Fractures and Dislocations

Fractures and dislocations are among the most common injuries in orthopedics. Both occur when the overwhelming stress of an impact is greater than the ability of either a bone or a joint to absorb it.

A fracture is a break in a bone. A dislocation is the malaligned placement of the two opposing bones that meet to form a joint. If not properly treated, long-term problems could occur.

Men are most vulnerable to fractures and dislocations prior to the age of 45, as a result of the sports and other rigorous activities in which they engage. After the age of 45, women become the most vulnerable, primarily because of hormonal changes negatively impacting bone density.

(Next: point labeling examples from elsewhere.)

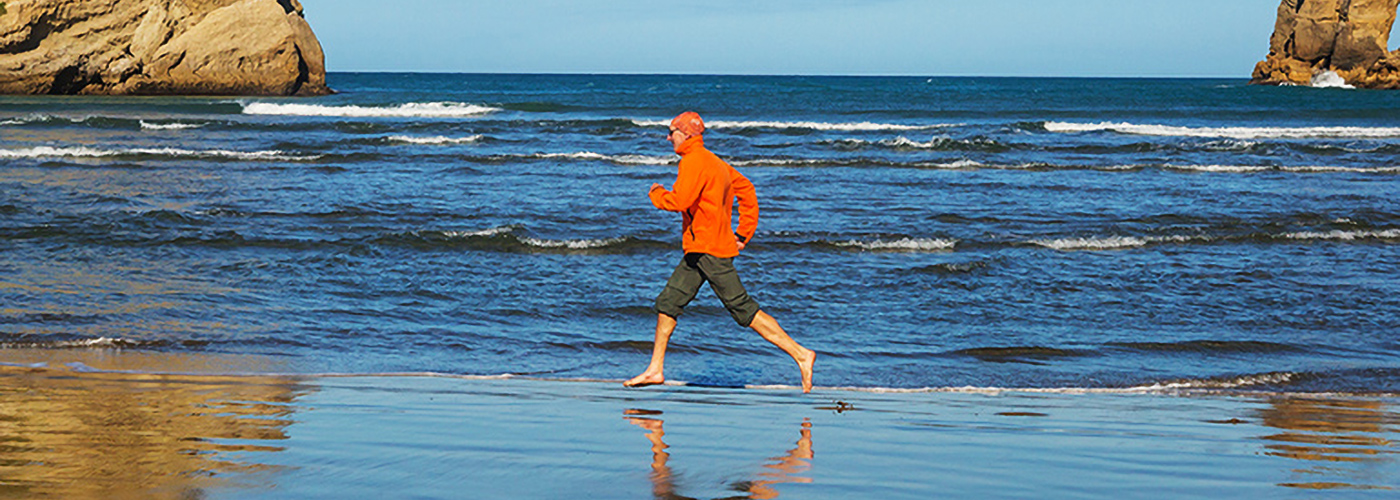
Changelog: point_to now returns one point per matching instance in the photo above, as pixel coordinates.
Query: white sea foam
(1113, 242)
(1284, 168)
(1329, 80)
(902, 245)
(1092, 244)
(170, 126)
(436, 139)
(1344, 235)
(571, 244)
(48, 151)
(412, 109)
(1270, 378)
(616, 158)
(851, 126)
(1322, 132)
(482, 233)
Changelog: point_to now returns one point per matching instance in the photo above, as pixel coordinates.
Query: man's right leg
(681, 289)
(655, 371)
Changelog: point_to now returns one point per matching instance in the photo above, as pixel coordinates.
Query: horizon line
(795, 74)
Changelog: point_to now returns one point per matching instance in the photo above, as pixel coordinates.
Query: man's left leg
(725, 282)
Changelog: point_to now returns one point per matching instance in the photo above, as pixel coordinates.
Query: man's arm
(748, 199)
(686, 189)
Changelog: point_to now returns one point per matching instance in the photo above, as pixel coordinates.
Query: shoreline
(81, 432)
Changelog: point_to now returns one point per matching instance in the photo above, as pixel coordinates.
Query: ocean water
(923, 234)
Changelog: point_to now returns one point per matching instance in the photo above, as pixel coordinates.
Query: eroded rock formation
(1347, 37)
(158, 46)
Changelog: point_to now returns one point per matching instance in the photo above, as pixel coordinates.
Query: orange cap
(688, 123)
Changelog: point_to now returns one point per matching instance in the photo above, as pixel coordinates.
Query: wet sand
(86, 430)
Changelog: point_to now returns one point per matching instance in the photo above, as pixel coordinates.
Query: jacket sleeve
(686, 193)
(748, 205)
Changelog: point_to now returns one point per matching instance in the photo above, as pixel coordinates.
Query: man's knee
(671, 301)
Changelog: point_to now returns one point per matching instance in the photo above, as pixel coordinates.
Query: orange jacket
(704, 192)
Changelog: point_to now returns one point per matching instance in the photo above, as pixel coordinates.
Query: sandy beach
(80, 425)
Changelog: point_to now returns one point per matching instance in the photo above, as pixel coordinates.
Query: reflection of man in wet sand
(781, 469)
(703, 193)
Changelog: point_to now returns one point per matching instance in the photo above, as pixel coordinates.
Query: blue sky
(1078, 38)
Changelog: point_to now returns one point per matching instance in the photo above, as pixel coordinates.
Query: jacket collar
(690, 146)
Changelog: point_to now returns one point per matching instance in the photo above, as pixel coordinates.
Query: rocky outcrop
(1346, 37)
(158, 46)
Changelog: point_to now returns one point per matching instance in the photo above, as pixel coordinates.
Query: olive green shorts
(693, 271)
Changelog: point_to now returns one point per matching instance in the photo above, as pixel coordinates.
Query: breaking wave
(170, 126)
(412, 109)
(1322, 132)
(436, 139)
(900, 245)
(48, 151)
(823, 126)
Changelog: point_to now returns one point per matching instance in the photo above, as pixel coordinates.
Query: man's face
(676, 137)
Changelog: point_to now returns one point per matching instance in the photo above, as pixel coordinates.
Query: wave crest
(412, 109)
(48, 151)
(1322, 132)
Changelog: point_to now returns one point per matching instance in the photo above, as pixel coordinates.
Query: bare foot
(807, 370)
(646, 378)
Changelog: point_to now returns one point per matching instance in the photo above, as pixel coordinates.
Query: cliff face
(1347, 37)
(158, 46)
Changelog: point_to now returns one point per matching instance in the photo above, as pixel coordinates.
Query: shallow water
(74, 433)
(920, 233)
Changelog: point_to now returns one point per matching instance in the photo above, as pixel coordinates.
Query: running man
(704, 192)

Composed of bone cells, proteins and minerals like calcium, a number of factors affect a bones susceptibility to a fracture. Bone health is affected by genetics, age, diet and exercise. Muscle helps protect bone and preserve bone density that becomes threatened with age.

The most common causes of a bone fracture are forceful impacts from a fall or a blow, overuse, and osteoporosis.

The most common fracture in those under the age of 65 is a wrist fracture, because of the instinctual nature to hold hands out to shield from an impact or cushion a fall. And among the most common wrist fractures are; a distal radius fracture, which impacts the part of the long arm radius bone at the wrist, or distal end, and a scaphoid fracture, which is a harder wrist bone to fracture yet a more delicate one to repair.

Athletes experience a higher number of upper extremity fractures and dislocations than the non athlete, because of either the repetitive nature of their position, such as throwing a ball, or the forceful nature of their sport, such as football.

Types of Fractures
The manner in which a fracture is defined depends on the severity of the fracture and its impact on surrounding tissue. Some fractures may only cause a slight crack in the bone, while others involving a violent force may result in a shattered bone.

Another distinguishing characteristic that will help determine the best care and treatment option is whether the broken bone pierces the skin (open or compound fracture), or not (closed or simple).

Other classifications defining the type of fracture sustained include:

  • Transverse Fracture - A fracture at right angles to the long axis of the bone.
  • Greenstick Fracture - A fracture on one side of the bone, which causes the other side to bend. These types of fractures are most commonly found in children
  • Comminuted Fracture - A fracture resulting in three or more bone fragments
  • Intra-articular Fracture - A fracture that involves the joint

Further examination by the physician will define the fracture in greater detail based on the location of the break on the bone and the damage, if any, to surrounding ligaments and other soft tissue.